Traces Homepage

The Traces homepage is an improvement to LogicMonitor’s current Traces functionality. The Traces page is a way for users to view their traces and operations of trace data from their instrumented applications. Users need access to this data, in order to identify where an issue is occurring in an application’s communication while the application is running. I was the lead designer on this project and primarily designed and researched the feature.

March 2022 to December 2022

Dates

Worked with…

Tools

Figma

Teammates

Bowen Cai (Product Manager), Greg Nudelman (Design Advisor), Lalit Shulka, (Senior Manager, Software Engineering), Ashish Ingle (Manager, UI Engineering)

The Problem

There’s a ton of data on the current Traces homepage - Currently, the Traces page consists of a table and a graph. The table currently shows every span that a user is getting from their instrumented Applications, which come in the form of an object in LogicMonitor called a Service. The graph shows the user what the overall performance of their Traces are. While there are filters that a user can use to narrow down their results and they can use the graph to filter down the table, there is still an overwhelming amount of data on the page.

The current implementation of the Traces page.

Users need to know where to start troubleshooting - Due to the amount of data that is on the page, there’s no clear way for a user to start troubleshooting. Even with the addition of Traces Topology, a new feature where a user can view a high level map of the Trace services, it’s still hard for the user to understand which trace they need to start looking at, as multiple traces could have the same statuses.

There needs to be a high level view of what is going on holistically - Adding onto the complexity of the Traces page is the addition of the concept of a namespace. A namespace is an identifier that can apply to multiple Services. In the current product, it’s currently impossible to find the namespace within the product. Therefore, even if a user could pinpoint a singular trace that could be the cause of their issue, they might not see the whole picture, as they may be ignoring other trace data that comes from the namespace.

To create a homepage for LogicMonitor’s feature Traces, so that users can easily start troubleshooting and view the health of their namespaces.

The Goal

Journey Mapping

View the journey map

One of the first things I did was sit down with Bowen, the product manager and come up with a journey map based on previous research. The purpose of creating this journey map was to help me understand how a user would realistically be using the Traces homepage. I also wanted to figure out what data they needed to find within the Traces homepage.

We first started out with the most common use case and persona. We chose the realistic case of the manager persona looking at the homepage to check on the health of their services. Then, we created a high level map, which broke apart their experience into stages.
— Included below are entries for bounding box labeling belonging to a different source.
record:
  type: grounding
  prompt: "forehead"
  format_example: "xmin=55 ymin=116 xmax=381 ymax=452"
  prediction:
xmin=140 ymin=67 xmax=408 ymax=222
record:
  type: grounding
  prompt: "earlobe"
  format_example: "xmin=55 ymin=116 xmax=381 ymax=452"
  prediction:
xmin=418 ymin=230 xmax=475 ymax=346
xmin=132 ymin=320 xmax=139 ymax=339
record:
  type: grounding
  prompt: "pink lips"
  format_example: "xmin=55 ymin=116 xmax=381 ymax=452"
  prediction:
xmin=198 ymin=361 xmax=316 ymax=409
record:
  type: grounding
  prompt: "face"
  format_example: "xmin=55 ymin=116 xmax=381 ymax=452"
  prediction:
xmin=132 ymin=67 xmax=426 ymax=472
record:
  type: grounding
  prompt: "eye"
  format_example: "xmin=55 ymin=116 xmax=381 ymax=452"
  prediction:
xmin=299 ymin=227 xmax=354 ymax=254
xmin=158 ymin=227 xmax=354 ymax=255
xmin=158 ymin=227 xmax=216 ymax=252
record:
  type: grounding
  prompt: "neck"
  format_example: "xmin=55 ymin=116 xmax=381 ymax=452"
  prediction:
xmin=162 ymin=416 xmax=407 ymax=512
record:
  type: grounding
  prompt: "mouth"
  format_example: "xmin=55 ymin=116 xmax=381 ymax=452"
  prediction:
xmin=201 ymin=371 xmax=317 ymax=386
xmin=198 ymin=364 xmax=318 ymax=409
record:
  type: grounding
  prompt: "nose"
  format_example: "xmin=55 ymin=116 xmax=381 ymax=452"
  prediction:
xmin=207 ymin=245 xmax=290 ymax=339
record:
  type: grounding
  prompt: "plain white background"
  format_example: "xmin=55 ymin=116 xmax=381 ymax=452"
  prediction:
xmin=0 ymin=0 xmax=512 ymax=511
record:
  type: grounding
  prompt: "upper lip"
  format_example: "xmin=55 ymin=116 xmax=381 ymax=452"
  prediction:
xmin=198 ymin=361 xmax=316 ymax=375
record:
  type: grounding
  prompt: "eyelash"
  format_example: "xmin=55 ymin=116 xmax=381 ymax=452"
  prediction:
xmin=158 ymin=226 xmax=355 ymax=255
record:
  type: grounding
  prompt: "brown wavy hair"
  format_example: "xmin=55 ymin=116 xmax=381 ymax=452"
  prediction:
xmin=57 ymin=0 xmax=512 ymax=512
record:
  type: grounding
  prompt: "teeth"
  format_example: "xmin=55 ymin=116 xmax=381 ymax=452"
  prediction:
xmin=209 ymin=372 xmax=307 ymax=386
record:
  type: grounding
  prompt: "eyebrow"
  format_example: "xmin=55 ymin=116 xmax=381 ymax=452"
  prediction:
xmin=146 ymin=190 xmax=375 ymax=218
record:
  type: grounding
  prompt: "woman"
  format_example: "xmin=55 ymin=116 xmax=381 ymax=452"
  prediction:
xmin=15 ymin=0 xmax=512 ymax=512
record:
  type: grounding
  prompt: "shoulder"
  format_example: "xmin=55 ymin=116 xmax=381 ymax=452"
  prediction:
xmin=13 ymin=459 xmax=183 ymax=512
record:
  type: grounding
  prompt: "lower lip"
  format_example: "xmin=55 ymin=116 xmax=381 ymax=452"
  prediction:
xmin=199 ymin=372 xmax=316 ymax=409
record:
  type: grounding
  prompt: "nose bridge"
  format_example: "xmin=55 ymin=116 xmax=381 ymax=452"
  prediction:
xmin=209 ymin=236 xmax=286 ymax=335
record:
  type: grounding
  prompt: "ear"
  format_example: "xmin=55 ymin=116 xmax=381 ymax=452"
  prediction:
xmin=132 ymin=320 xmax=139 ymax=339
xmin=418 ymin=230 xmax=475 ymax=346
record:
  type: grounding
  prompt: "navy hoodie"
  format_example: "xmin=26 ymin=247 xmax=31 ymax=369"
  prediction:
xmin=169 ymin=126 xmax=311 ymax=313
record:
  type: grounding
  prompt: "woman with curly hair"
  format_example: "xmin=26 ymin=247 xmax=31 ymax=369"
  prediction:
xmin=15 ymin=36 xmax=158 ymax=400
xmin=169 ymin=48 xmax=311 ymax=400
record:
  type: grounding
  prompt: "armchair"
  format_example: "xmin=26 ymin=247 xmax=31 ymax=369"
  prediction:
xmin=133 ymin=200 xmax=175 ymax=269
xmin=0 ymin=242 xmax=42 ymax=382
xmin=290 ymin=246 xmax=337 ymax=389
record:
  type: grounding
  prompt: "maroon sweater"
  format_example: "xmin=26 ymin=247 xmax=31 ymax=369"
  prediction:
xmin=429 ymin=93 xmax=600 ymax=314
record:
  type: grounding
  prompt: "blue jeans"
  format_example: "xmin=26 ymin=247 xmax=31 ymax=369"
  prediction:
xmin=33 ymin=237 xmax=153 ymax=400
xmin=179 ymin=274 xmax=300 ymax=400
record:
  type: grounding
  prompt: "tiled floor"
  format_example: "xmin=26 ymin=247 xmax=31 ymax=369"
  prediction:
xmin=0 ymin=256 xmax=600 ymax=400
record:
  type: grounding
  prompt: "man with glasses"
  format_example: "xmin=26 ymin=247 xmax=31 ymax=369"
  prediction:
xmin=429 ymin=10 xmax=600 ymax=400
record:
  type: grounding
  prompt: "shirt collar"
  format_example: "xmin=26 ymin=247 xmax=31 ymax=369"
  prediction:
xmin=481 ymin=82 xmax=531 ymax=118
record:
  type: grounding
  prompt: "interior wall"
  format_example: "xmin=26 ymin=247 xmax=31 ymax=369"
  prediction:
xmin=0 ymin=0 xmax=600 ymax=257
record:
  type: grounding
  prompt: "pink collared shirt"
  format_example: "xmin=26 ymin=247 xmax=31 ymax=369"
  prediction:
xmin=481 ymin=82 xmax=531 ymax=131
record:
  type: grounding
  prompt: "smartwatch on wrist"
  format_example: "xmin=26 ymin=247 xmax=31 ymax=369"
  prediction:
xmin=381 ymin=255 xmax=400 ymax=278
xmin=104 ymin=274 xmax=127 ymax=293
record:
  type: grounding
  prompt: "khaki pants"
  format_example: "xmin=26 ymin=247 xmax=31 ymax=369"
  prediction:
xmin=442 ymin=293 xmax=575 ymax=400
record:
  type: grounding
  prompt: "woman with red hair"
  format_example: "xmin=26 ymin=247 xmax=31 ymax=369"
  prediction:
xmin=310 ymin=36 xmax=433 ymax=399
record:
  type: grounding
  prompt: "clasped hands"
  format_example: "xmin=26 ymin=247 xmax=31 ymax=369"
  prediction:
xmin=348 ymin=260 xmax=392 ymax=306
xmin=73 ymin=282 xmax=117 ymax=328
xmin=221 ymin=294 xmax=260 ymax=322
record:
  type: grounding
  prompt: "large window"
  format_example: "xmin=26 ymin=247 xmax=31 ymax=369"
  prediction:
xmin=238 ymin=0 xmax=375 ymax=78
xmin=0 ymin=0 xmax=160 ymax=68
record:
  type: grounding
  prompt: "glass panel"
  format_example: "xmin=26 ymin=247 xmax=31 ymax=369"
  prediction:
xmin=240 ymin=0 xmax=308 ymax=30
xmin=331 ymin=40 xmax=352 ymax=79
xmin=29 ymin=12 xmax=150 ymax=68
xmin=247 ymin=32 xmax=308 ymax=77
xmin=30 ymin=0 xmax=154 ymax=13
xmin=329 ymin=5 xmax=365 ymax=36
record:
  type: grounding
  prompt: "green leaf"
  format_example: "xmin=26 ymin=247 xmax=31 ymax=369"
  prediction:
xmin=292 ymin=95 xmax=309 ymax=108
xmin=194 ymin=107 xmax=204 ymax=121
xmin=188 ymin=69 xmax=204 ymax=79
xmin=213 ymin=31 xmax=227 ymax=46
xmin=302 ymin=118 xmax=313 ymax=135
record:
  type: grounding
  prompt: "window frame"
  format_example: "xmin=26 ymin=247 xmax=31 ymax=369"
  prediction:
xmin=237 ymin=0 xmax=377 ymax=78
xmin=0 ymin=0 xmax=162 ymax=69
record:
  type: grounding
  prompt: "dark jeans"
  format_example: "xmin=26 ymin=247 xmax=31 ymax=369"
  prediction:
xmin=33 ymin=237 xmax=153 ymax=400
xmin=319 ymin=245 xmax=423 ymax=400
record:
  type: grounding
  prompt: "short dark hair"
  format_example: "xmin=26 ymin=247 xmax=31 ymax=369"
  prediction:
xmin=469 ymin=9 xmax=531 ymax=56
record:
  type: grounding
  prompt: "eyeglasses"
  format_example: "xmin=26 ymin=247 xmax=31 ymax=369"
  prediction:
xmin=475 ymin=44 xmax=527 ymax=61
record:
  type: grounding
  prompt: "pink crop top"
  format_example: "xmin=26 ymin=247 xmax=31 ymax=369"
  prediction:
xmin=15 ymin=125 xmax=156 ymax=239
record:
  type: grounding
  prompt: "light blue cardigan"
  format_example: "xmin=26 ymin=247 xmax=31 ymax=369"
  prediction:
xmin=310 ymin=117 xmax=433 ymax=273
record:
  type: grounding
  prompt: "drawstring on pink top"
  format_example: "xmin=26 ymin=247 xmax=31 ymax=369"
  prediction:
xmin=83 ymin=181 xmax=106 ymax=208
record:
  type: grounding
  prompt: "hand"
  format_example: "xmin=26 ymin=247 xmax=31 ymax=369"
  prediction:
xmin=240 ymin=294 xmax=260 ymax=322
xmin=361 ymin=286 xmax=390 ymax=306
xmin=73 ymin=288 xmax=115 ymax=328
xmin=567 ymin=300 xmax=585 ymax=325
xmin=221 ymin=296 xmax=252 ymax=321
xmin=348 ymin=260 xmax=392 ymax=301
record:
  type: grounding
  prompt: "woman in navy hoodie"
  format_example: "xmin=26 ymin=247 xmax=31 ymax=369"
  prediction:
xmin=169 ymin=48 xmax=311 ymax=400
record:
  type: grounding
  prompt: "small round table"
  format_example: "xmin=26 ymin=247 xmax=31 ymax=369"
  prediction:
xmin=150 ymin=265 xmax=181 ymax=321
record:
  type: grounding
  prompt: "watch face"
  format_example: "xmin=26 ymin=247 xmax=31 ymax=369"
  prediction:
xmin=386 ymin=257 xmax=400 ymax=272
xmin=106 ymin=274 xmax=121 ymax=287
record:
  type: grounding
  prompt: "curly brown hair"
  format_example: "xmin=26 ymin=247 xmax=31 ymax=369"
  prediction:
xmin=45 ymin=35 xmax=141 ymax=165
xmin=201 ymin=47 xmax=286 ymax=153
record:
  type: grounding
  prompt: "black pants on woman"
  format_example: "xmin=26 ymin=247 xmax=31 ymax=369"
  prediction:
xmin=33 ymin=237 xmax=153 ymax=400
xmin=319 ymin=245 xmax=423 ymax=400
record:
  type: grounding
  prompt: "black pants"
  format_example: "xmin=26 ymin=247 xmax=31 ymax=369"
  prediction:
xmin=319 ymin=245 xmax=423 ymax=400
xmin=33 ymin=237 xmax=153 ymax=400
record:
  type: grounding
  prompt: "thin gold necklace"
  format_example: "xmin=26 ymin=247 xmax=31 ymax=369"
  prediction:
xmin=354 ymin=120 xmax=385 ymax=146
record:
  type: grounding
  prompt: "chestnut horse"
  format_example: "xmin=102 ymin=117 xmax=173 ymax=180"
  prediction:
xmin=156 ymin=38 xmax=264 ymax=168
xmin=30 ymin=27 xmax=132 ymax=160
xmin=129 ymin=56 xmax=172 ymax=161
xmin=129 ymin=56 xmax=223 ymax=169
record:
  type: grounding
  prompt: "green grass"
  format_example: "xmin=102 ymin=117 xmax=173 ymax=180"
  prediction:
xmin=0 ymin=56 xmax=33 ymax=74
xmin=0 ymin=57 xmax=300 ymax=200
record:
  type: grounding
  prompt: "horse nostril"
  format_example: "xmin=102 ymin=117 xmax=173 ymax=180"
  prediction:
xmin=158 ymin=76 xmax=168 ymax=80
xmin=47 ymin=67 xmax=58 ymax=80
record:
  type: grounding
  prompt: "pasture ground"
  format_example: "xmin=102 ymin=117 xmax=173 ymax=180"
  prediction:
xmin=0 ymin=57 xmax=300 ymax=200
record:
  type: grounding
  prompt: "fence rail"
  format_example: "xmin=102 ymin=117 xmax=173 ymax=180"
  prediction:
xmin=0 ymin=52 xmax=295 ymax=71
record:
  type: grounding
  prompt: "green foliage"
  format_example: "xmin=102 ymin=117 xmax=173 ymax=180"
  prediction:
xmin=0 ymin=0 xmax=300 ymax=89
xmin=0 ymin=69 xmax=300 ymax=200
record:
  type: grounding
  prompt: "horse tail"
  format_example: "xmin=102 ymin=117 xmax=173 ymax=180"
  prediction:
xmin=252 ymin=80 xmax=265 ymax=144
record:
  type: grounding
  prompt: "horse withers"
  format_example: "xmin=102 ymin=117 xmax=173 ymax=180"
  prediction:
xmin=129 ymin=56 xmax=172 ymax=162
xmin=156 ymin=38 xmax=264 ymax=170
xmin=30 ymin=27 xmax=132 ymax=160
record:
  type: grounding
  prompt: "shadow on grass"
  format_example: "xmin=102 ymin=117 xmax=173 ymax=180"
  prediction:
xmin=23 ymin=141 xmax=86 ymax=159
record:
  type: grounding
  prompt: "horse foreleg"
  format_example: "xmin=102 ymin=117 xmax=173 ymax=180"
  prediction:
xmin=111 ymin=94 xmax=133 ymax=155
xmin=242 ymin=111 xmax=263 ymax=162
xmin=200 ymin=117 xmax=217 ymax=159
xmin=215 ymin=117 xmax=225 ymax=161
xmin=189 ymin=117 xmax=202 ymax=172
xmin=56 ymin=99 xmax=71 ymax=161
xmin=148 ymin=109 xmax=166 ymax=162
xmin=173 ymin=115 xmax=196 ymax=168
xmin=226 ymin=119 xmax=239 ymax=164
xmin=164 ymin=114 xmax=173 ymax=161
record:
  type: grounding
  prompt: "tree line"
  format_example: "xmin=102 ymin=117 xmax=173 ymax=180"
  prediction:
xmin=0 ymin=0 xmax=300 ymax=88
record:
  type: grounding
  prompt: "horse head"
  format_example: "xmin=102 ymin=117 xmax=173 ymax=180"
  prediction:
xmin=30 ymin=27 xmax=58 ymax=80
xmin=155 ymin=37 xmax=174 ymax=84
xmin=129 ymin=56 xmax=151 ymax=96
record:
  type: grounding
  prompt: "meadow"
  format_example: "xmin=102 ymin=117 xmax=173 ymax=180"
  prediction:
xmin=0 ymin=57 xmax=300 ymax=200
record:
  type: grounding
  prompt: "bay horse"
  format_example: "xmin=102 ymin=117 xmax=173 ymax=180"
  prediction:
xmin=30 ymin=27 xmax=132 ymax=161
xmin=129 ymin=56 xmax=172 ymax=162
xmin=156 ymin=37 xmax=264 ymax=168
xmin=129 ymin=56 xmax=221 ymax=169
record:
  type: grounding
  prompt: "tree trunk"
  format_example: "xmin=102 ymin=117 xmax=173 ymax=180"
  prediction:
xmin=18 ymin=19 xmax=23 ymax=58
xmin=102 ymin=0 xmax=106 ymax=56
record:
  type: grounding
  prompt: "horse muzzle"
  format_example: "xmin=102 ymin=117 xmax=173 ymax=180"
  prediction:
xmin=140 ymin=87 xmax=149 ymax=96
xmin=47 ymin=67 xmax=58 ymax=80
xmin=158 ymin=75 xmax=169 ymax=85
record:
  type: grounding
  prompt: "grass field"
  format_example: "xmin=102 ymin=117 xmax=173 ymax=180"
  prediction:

Within those stages, I then mapped out the mood of the user as they went through each stage. Once we had mapped out the stages, I then focused on figuring out what they were thinking, what they were doing, what KPIs were they using during each stage, and how they were feeling.

Here were the key takeaways that I got from this journey map:

Users need to quickly look at the Traces page in order to understand the high level picture of what is going on with their namespaces
Users are typically looking at a namespace first in order to understand what’s going on broadly with the individual namespace.
The metrics that users really care about when they’re trying to troubleshoot are overall health (of namespace, services, and traces), latency, error rate, and request volume.

Ideation

For the Traces homepage, we had a couple of ideas and approaches that we could go for. The initial and easiest idea was to use components that were already in our design library and then display them as a dashboard. While I knew that using the widgets that we had in our library, would be the easiest solution for our engineering team to implement, it might not have provided the greatest experience for our users. Two of the primary reasons why I was concerned about if we were to choose this implementation, was due to the overwhelming amount of widgets on the page and the lack of connection between each widget. Because of these two reasons, I was concerned that users would be unable to interpret the dashboard.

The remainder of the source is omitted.